Greece debt crisis
Greek Prime Minister Alexis Tsipras delivers a speech during a parliamentary session in Athens, GreeceAlkis Konstantinidis/Reuters

Greek MPs have ratified Prime Minister Alexis Tsipras's proposal for a referendum on the bailout terms set by international creditors.

As many as 179 members of the 300-strong house approved the referendum, which will take place on 5 July. The 13-hour-long parliament session ended at about 03:00 am on Sunday, 28 June.

Members of the far-right Golden Dawn voted in favour of the referendum along with Tsipras's leftist Syriza Party while the pro-European New Democracy, Pasok and the centre-left To Patomi opposed it.

The referendum will let Greeks decide whether to accept the bailout terms set out by the creditors. Tsipras has been calling for a resounding "No" in order to fortify Athens's position.

Just before the parliament vote in the early hours of Sunday, 28 June, the Greek prime minister said the creditors' offer is "an insulting ultimatum" to Athens.

Tsipras said in his parliament address, which was peppered with nationalist sentiments and democratic values: "The day of truth is coming for the creditors, the time when they will see that Greece will not surrender, that Greece is not a game that has ended."

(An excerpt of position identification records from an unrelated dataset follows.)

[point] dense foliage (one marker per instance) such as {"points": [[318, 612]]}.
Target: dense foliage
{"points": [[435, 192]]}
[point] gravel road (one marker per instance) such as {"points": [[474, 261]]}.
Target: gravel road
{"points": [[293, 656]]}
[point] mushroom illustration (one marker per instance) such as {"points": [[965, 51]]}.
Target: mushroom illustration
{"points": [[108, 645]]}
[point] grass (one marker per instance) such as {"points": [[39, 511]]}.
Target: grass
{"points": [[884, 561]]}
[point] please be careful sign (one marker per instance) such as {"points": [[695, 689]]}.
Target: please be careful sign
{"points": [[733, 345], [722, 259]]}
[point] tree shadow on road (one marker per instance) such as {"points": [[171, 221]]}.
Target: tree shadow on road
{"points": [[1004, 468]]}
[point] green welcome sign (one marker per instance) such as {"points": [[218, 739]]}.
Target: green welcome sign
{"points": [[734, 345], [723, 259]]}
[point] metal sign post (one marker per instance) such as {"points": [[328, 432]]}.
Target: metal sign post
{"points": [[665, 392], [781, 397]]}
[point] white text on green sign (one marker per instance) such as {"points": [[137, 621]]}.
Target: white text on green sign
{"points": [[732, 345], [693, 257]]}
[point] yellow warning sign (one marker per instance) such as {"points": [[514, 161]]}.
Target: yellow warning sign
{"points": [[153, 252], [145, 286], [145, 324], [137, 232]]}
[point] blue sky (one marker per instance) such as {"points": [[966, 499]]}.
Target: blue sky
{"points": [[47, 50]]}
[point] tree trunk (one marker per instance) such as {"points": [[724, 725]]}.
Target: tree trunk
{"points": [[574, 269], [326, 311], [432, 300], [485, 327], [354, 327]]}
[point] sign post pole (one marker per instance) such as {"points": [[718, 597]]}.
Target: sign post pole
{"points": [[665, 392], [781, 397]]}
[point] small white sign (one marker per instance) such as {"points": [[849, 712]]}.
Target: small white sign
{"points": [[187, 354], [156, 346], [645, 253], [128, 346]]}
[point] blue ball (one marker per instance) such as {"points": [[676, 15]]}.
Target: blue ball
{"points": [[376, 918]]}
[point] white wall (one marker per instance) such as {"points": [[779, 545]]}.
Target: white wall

"I am certain that the Greek people will rise to the historical circumstances and issue a resounding 'No' to the ultimatum."

European partners are sceptical about Greece's decision to hold the referendum as it would risk the debt-ridden country exiting the single-currency eurozone.

"Greece is and should remain euro area member. In contact with leaders to ensure integrity of euro area of 19 countries," wrote the European Council President Donald Tusk on Twitter.

Meanwhile, eurozone ministers have rejected Greece's request for an extension of the bailout programme. Greece has to pay €1.6bn (£1.1bn) to the IMF by 30 June.